Suchitra Kataria MBBS, MD, MBA
Founder and CEO – Mélange Communications Pte Ltd, Singapore
Technological revolution in healthcare
In a traditional doctor-patient relationship, we have a recent entrant – technology, especially over a decade, making waves and shaking things in many ways. Medicine has always been deeply rooted in data-driven, evidence-based science. But, technology or digitization has enabled data capture at a more granular level and from myriad sources, which were unthinkable a few decades back. The most significant transformation has been the quest to digitize patient data and distill the data for all purposes to enhance the quality of care and improve patient outcomes. Healthcare data in all forms and sources is the combustion fuel for digital engines to run and function smoothly and forge ahead.
Digitization of patient data: a paradigm shift
The in-clinic and hospitalized patient records are maintained and updated through electronic health records (EHR), telemedicine providing remote care, sensors sensing alarming signs and alerting, clinical decision support systems (CDSS) helping clinicians in real-time decision-making through artificial intelligence (AI), and large language model (LLM) providing clinical summary or diagnostic prompts, virtual reality (VR) for rehabilitation or mental conditioning are some of the transformative changes appending healthcare system’s digital transformation overhaul. Digital adoption is at the level of all stakeholders – clinicians, patients, and the healthcare system;. However, the degree varies from different geographies; the same digitization enables things to be replicated, transmitted, and scaled up at a far lower cost. The digital charge is taking on and shaking up traditional doctor-patient interactions from diagnosis, treatment, rehabilitation, and complication limitation. For example, the granularity and availability of digital data are helping provide vital clues to make the diagnosis by using computer vision and feeding radiological images into deep learning (ML/DL) AI models, which busy radiologists may miss.
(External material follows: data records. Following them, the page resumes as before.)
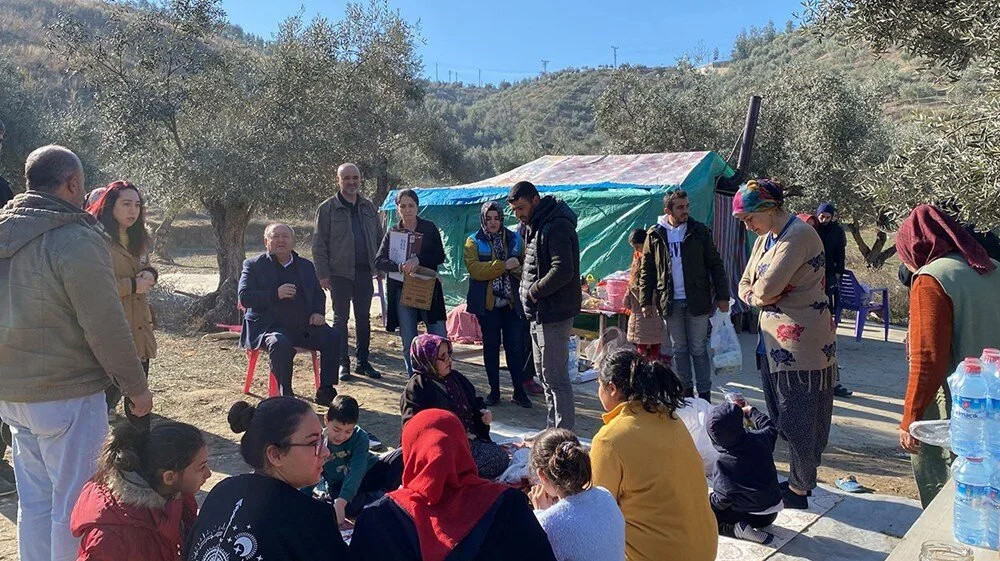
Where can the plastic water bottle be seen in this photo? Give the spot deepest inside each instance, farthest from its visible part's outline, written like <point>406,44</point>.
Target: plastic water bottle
<point>991,370</point>
<point>993,535</point>
<point>968,409</point>
<point>972,484</point>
AI’s inroads into healthcare: present and future
AI’s journey to impact the healthcare system has just begun. We are in the infantile stage of developing, adopting, validating, and applying AI for various applications. The algorithms must be trained on diverse datasets and tested for applicability to vast patient groups across different geographies. The outcomes may be good in the testing phase. Still, when confronted with different pragmatic situations in the clinic, the performance of AI may not meet expectations or match the exact performance benchmark. However, the potential and opportunities provided by AI to transform medical education, diagnosis, care quality, and patient management are immense. There have been several prophecies that predict AI will replace doctors in the near future. AI has an assistive role to play, but replacing clinicians is far-fetched. No algorithms can replace the human experience, empathy, and expertise honed daily, year after year.